The Holy Roman Empire and the Habsburgs, 1400–1600

Background on the Empire
On Christmas day in the year 800—more than three centuries after the abdication of the last Roman emperor—Charlemagne, the Carolingian king of the Franks, was crowned Emperor of the West by Pope Leo III. This act was seen as a revival, or transference, of the Roman empire (translatio imperii), prophesied to be the last of four earthly kingdoms preceding the Apocalypse. The imperial title, which asserted symbolic authority over all Christendom but had little concrete political significance, was passed to Charlemagne’s Carolingian successors. It was, however, the German emperor Otto I (r. 962–73) who, by military conquest and astute political policy, placed the territorial empire of Charlemagne under German rule and established in Central Europe the feudal state that would be called, by the thirteenth century, the Holy Roman Empire.

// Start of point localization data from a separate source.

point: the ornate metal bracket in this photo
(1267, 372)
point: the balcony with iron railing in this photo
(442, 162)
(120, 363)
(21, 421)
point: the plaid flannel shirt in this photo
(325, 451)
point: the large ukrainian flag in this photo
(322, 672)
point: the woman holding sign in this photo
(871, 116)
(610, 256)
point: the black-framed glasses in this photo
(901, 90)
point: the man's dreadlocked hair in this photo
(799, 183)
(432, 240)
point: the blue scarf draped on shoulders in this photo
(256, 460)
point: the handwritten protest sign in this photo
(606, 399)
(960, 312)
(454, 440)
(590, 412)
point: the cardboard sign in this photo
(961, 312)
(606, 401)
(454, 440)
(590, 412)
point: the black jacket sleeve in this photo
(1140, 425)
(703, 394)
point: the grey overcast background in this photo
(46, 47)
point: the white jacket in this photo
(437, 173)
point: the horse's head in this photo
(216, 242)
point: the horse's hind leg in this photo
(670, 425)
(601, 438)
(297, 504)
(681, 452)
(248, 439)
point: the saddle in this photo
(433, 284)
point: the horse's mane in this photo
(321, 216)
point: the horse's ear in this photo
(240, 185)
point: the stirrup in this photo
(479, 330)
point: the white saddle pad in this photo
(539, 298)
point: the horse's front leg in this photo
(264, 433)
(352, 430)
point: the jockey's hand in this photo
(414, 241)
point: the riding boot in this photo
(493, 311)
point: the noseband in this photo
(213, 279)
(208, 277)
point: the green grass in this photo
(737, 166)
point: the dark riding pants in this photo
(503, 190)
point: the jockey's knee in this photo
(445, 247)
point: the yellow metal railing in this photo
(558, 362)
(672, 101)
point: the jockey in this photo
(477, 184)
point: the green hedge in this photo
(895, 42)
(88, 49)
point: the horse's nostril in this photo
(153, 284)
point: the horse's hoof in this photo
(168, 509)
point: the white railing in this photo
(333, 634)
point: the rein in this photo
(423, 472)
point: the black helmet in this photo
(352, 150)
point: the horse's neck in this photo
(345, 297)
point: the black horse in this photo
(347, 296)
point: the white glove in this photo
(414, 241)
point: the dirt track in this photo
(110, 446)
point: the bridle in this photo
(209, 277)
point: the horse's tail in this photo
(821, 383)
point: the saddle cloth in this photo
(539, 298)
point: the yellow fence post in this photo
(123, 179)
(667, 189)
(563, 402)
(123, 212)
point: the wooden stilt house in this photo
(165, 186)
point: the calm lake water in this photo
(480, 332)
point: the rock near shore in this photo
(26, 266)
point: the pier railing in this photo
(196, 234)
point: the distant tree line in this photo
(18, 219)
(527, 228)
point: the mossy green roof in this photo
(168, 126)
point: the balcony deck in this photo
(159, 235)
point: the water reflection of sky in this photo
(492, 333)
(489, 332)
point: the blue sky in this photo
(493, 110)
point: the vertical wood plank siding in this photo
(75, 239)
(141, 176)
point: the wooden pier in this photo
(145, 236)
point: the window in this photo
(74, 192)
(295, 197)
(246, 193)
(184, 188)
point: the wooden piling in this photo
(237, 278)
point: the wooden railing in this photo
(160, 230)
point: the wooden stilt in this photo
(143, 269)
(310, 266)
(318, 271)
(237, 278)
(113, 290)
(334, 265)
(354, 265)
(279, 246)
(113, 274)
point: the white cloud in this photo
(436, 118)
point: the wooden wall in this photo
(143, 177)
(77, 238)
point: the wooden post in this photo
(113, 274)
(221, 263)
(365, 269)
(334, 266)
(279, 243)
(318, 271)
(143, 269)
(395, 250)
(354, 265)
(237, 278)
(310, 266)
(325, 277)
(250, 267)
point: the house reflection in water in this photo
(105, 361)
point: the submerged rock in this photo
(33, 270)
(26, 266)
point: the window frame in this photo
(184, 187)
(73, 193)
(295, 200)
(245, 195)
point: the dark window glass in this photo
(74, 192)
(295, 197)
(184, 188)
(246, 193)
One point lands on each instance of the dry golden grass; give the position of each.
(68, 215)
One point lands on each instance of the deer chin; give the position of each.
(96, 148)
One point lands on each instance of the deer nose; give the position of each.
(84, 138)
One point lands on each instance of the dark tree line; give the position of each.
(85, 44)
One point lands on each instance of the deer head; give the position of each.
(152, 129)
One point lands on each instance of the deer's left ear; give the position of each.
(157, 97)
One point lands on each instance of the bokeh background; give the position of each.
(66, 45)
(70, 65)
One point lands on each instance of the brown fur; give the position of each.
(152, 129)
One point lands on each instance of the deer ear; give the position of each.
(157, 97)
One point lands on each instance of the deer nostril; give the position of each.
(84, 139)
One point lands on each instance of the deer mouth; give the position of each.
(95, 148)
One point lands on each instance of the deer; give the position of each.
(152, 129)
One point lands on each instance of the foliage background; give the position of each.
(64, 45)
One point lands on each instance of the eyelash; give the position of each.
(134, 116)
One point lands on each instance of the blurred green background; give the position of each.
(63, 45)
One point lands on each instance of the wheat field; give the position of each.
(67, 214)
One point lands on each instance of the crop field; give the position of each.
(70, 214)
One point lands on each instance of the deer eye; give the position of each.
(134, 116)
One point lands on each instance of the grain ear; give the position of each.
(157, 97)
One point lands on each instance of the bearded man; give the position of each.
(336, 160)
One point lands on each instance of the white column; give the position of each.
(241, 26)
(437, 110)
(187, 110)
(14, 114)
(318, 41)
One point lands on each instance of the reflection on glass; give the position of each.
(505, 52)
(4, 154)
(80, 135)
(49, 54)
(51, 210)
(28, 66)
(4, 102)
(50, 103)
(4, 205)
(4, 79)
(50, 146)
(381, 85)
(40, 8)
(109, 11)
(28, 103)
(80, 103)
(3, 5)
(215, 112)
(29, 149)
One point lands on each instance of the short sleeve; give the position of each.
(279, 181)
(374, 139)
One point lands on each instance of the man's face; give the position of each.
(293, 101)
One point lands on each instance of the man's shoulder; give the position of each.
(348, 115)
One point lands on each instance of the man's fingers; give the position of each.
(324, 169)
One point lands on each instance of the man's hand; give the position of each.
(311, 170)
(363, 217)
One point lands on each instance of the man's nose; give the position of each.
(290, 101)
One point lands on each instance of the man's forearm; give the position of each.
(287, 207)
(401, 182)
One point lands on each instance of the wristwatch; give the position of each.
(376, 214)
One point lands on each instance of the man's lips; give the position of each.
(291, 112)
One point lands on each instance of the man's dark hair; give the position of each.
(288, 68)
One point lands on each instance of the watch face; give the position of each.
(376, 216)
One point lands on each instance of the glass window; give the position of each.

From the time of Otto’s coronation until the official dissolution of the empire in 1806, the imperial title was held almost exclusively by German monarchs and, for nearly four centuries, by members of a single family.

Although most German kings attained imperial coronation, there were often several candidates for the throne. A body of princes, called electors, selected by majority vote both the German king and emperor; the crown, however, was only officially conferred by the pope, who occasionally claimed ultimate authority in the election. Over time, tensions mounted between the emperors and electors who, as one of the three representative groups in the Imperial Diet (or parliamentary body), kept the power of the monarch in check. The culmination of these tensions came with the Protestant Reformation of the sixteenth century: while the emperors adhered to Roman Catholicism, the electors generally supported the Reformation. It was, in fact, an elector—Frederick III (the Wise) of Saxony—who gave refuge to Martin Luther upon his excommunication.

The Habsburg Emperors
Rudolf I (died 1291), the King of the Germans, came from a noble family of Swiss origin and rose to power in 1273. His defeat of King Otakar II of Bohemia (r. 1253–78) five years later gained significant territorial holdings for the Habsburgs in Austria, the cornerstone of their empire. By the sixteenth century, the imperial title was long regarded as hereditary, allowing the Habsburg dominion to expand dramatically over continental Europe not only through military conquest but also through carefully chosen marriage alliances.